OLYMPIA - Buildings, septic systems, ditches and a bulkhead were recently removed from shorefront property on eastern Hood Canal in a collaborative effort to restore one of the hundreds of small estuaries in Puget Sound lost to development.
The 120-acre property, located south of Seabeck in Kitsap County, is the site of a new mid-sized, "pocket" estuary and salt marsh reconstructed by the Washington Department of Fish and Wildlife (WDFW), the Washington State Department of Natural Resources (DNR) and the NOAA Restoration Center - a division of NOAA Fisheries dedicated to restoring the nation’s coastal, marine and migratory fish habitats.
The property was acquired by DNR in 2008 from a private landowner for inclusion in the Stavis Natural Resources Conservation Area (NRCA), a 3,700-acre area managed by the land-management agency for the protection of native forests and shorelines along Hood Canal.
"This is the first example I know of in Puget Sound where public funds were used to acquire and restore an entire creek mouth that had been completely destroyed in the past," said Paul Cereghino, WDFW program manager. "When allowed to function in their natural state, these nearshore areas provide unique environments that support our state’s fish and wildlife.
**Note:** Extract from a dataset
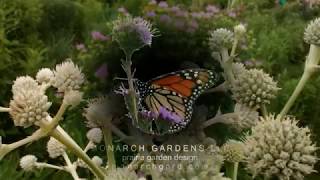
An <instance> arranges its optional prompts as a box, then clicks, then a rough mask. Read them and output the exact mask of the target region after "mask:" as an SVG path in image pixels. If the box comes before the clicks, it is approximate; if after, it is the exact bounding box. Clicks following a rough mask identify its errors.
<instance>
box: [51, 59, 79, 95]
mask: <svg viewBox="0 0 320 180" xmlns="http://www.w3.org/2000/svg"><path fill="white" fill-rule="evenodd" d="M84 79H85V77H84V74H83V73H82V72H81V69H80V68H79V67H78V66H77V65H75V64H74V63H73V62H72V61H71V59H67V60H66V61H65V62H63V63H61V64H58V65H57V66H56V69H55V70H54V83H53V86H54V87H56V88H57V89H58V91H59V92H66V91H70V90H79V89H80V87H81V85H82V84H83V83H84Z"/></svg>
Studies show we’ve lost at least 300 of these pocket estuaries throughout Puget Sound to development."
Funding for the project is coordinated through the Estuary and Salmon Restoration Program (ESRP), a program established as part of Gov. Chris Gregoire’s Puget Sound Initiative to support on-the-ground projects aimed at protecting and restoring the region’s shoreline ecosystem. WDFW administers the program and provided $132,000 in construction funds for the project, which also received a total of $183,000 from DNR and The Nature Conservancy.
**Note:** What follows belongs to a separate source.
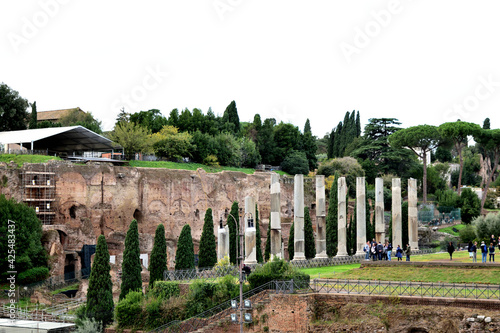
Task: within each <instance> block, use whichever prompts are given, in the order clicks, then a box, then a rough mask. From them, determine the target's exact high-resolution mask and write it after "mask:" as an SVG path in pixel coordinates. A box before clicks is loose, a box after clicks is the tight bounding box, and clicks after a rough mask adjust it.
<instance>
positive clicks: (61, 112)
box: [36, 107, 84, 122]
mask: <svg viewBox="0 0 500 333" xmlns="http://www.w3.org/2000/svg"><path fill="white" fill-rule="evenodd" d="M74 110H76V111H80V112H84V111H83V110H82V109H80V108H79V107H76V108H72V109H61V110H52V111H40V112H37V113H36V119H37V122H41V121H45V120H49V121H54V120H59V119H61V118H62V117H64V116H66V115H68V114H69V113H70V112H71V111H74Z"/></svg>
Since ESRP’s inception in 2006, WDFW has awarded funds for 48 restoration projects in Puget Sound, including the Stavis project. Through a regional grant competition, the ESRP accepts applications from non-governmental organizations, private and public corporations, and federal, state, local and tribal governments.
The program’s approach is based on the work of the Puget Sound Nearshore Ecosystem Project - an ongoing effort led by WDFW to develop a science-based, regional strategy for restoring shorelines in Puget Sound.
Cereghino said this ecosystem-based approach has earned the program a three-year partnership with the NOAA Restoration Center, which provided critical funding and technical assistance for the Hood Canal project.
"This project is the product of strong state-federal partnerships that we’ve been developing since 2001 and is exactly the kind of partnerships we need to meet the challenges facing Puget Sound," said Lisa Veneroso, WDFW’s intergovernmental lead and ESRP supervisor. "WDFW is committed to providing the technical leadership and expertise in ecosystem-based management of our public trust resources."
The restored stream channel flows into Hood Canal through property previously developed by private landowners. Following purchase by the state, buildings and other materials were removed and recycled and the land was reshaped to match the natural forms of similar estuaries in Hood Canal. Final construction of the new stream channel was completed in September, allowing fresh water to flow naturally into the rebuilt estuary. The site will also be replanted with native vegetation.